North County Veterans Office Provides Range Of Services
Veterans Agent Stephen Roy said he helps veteran find and file for the services they need.
Some veterans are without homes, others in need of medical care for themselves or their families. The elderly struggling with paperwork, the widow who needs to bury a spouse.
In North Berkshire, they go to the office of Veterans Agent Stephen Roy in City Hall seeking help and hope.
"I can't even begin to go into some of the stories I've heard come into my office," the soft-spoken Roy told the City Council on Tuesday night. Being able to find aid for these veterans, he said, has been the best part of his job. "The incredible feeling, the personal satisfaction I have ... I've had people in tears who needed help."
Roy, and volunteer Rebecca Litchfield, spoke to the council about their role in aiding veterans at the invitation of Councilor Marie Harpin.
For many, Roy's office is the "the last-case scenario," he said, "they have nowhere else to turn."
Roy is also the Northern Berkshire District veterans service agent through an agreement between the city and the towns of Adams, Clarksburg and Williamstown. He also lends a hand to veterans from towns without agents, such as Savoy, or anyone else.
He oversees funding through the district towns, 75 percent of which reimbursed by the state, and helps veterans apply for other funding. "We provide a lot of financial assistance to veterans who have no place to turn," said Roy.
Adding to the burden is the need for documentation to be precise and submitted in 10 days. That's difficult for some veterans who have mislaid or lost the necessary paperwork. Roy's office keeps thousands of documents for record keeping.
He also helps veterans and families file claims for Social Security Disability, with the state's Department of Veterans Services, for medical aid and housing, and for funeral services, or connects them with the people who can help, such as BerkshireWorks, for those seeking employment.
"I give them the best choice I can, the best suggestions I can," he said. "It's trying to help people put their lives back together."
Working with him are two volunteers, one of whom, Litchfield, has taken it upon herself to become certified as an advocate with the National Veterans Legal Service Program.
Litchfield described herself as the national connection to Roy's more local expertise. She regularly deals with Boston, Philadelphia and Washington, and travels to work on active litigation. She helps filing claims with the U.S. Department of Veterans Affairs for disability and medical care for veterans and non-veterans.
"Our office is also authorized for Social Security claims," she said. "I've gotten about $1.2 million for the veterans and the families that have come into the office ... What Steve doesn't handle, I pick up."
In response to a question from Councilor Keith Bona, Roy said the most immediate needs are for closer medical care and housing. While the North Adams Regional Hospital and Brien Center both provide an array of physical and mental health services, they're not geared to the type of trauma that veterans may have to deal with.

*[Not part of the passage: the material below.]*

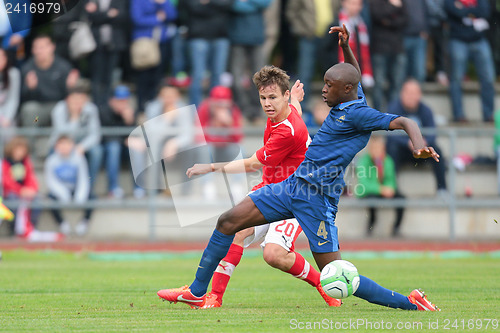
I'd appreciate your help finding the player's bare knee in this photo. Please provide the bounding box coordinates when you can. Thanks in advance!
[264,246,286,269]
[216,211,239,235]
[233,227,254,244]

Veterans from the latest conflicts are dealing with concussive brain injuries as well as posttraumatic stress disorder. Roy said he knew of one veteran who still has concrete and rebar fragments in his flesh from a blast.
The closest veterans hospital is in Leeds but many vets do not have the ability to get there, he said. When possible, he sends them to the clinic in Bennington, Vt., but its services are limited.
As for housing, he thought a facility similar to Turner House in Williamstown would be successful.
Councilors expressed appreciation with the work the office has been doing.
"I know several elderly people who have come into your office and the compassion and patience you show is amazing," said Councilor John Barrett III.
The presentation was enough to overcome some disagreements over the past few weeks, with Mayor Richard Alcombright agreeing with Barrett that the city could find some money in the budget to reimburse Litchfield as least for travel. President Michael Bloom joined with regular Robert Cardimino in calling for applause for the two.
"With Memorial Day just a week away, it's a timely message," said Bloom.